Qu’est-ce que la mémoire ? Est-elle le propre de
l’homme ? La mémoire peut être simplement définie comme la conscience du
passé. Si la mémoire suppose la conscience, elle est peut-être en effet le
propre de l’homme. Car la “mémoire” d’un ordinateur est dépourvue de conscience,
tout autant qu’un livre d’histoire ou un journal intime. Qu’en est-il alors des
bêtes ? Qu’un chien se souvienne de l’odeur de son maître est indéniable.

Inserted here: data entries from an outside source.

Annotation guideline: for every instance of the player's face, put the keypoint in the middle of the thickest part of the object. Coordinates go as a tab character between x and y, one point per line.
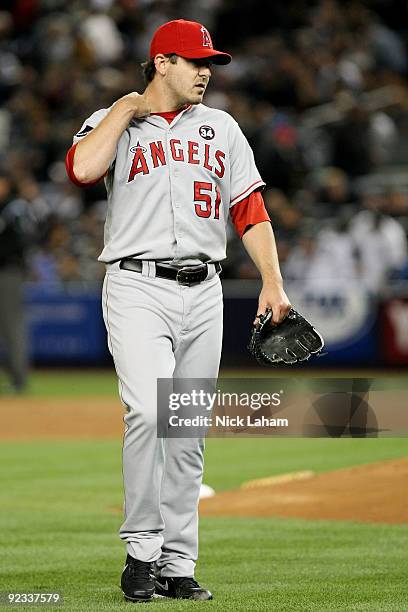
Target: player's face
188	79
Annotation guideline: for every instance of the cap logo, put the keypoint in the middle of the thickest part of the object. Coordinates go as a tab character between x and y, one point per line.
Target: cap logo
206	37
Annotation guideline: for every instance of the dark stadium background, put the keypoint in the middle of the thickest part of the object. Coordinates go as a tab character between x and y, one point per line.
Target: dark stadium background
320	90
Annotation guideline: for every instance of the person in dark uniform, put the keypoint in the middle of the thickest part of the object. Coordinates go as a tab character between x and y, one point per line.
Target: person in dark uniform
16	233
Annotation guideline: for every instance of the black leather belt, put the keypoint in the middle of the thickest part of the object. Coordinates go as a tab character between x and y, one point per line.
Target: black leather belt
187	275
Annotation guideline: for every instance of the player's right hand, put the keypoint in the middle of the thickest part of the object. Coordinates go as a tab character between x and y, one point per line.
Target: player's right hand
139	103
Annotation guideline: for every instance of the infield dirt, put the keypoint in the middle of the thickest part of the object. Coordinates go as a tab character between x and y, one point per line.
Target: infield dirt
375	492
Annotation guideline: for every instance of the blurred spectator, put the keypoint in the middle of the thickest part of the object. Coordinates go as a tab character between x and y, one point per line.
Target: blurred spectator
319	88
17	231
381	242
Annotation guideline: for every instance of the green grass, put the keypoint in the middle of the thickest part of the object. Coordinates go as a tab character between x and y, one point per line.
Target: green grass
60	513
85	383
252	565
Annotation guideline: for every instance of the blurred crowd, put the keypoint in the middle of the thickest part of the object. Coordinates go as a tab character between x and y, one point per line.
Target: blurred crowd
319	88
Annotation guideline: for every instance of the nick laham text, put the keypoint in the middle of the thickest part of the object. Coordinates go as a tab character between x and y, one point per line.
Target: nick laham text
227	421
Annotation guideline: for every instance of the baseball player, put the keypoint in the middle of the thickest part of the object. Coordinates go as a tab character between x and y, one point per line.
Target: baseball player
174	171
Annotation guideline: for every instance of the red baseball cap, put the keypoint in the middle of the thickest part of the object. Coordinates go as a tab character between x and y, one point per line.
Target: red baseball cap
188	39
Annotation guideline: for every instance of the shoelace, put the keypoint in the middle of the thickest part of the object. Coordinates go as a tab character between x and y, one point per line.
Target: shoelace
142	569
188	583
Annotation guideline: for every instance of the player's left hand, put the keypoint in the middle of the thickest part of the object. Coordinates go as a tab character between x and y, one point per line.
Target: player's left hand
274	297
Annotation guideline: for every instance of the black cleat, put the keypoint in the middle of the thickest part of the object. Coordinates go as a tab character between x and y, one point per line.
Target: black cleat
137	581
181	588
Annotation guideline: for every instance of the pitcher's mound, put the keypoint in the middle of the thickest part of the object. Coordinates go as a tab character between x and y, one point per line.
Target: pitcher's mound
376	492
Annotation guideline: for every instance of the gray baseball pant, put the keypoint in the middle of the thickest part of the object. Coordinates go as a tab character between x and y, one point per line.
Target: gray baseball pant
158	328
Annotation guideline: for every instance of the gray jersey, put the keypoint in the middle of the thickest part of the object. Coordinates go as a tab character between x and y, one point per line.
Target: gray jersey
170	187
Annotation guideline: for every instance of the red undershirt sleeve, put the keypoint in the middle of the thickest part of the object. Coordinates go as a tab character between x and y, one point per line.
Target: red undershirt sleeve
249	211
69	165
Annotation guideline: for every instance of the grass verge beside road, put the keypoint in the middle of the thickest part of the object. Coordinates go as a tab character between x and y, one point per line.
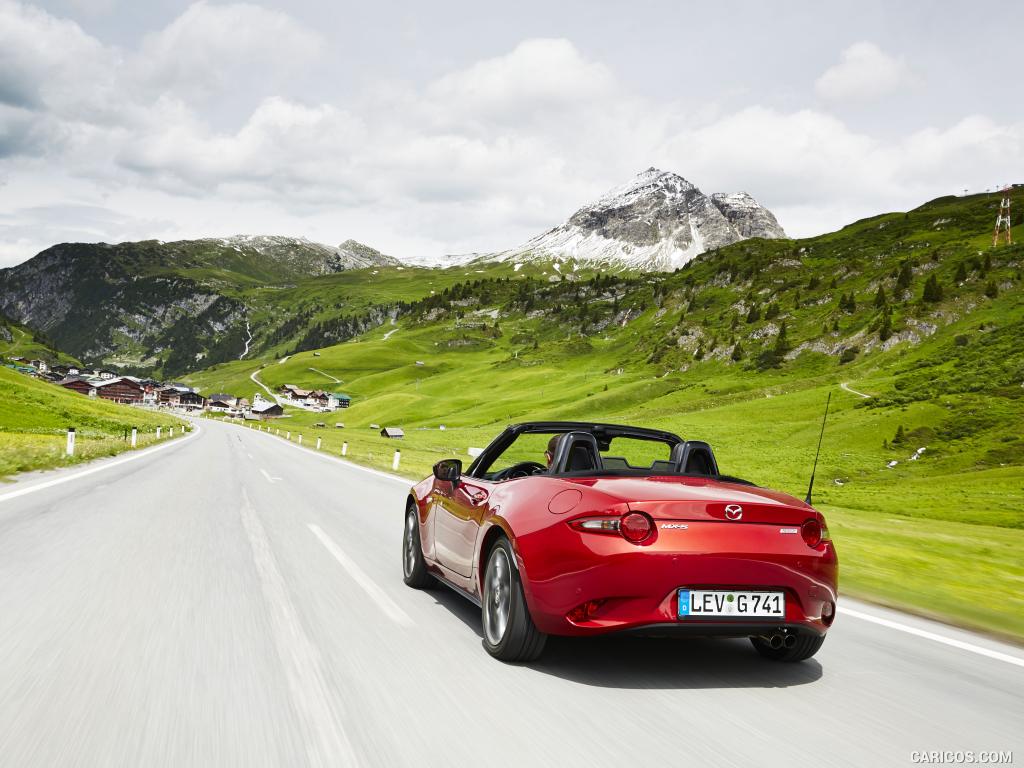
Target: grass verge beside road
35	417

Mais
la mémoire n’est-elle qu’un simple enregistrement d’informations ? Il semble en
tout cas que l’homme et le chien n’aient pas le même rapport à leurs passés
respectifs : la mémoire humaine peut par exemple provoquer la fierté, la honte
ou la nostalgie…
Y a-t-il plusieurs sortes de mémoire ? Quel est le rôle de la
mémoire ? On peut par exemple distinguer la mémoire individuelle de la
mémoire collective. Et dans les deux cas, la mémoire semble jouer un rôle majeur
dans ce qu’on appelle l’identité. Savoir qui je suis, c’est au moins
savoir qui j’ai été. Et en oubliant une partie de son passé, celui qui a perdu
la mémoire (à cause par exemple d’une amnésie ou de la maladie d’Alzheimer) a en
un sens perdu une partie de ce qu’il est, de son identité individuelle.
La mémoire collective contribue souvent, elle, à définir une identité
collective (nationale, régionale, familiale…).
La mémoire est-elle fiable ? Ne nous y trompons pas : la
mémoire individuelle, comme la mémoire collective, est toujours sélective
: sur le plan individuel, des événements plus ou moins traumatisants de notre
enfance peuvent parfois être oubliés ou « refoulés ». La mémoire collective,
et notamment l’histoire, est plus “logiquement” sélective : ainsi la Résistance
durant la seconde guerre mondiale semble occuper une place plus importante dans
la mémoire collective française que la collaboration.
Mais alors, qu’est-ce qui est digne d’être mémorisé, et pourquoi ?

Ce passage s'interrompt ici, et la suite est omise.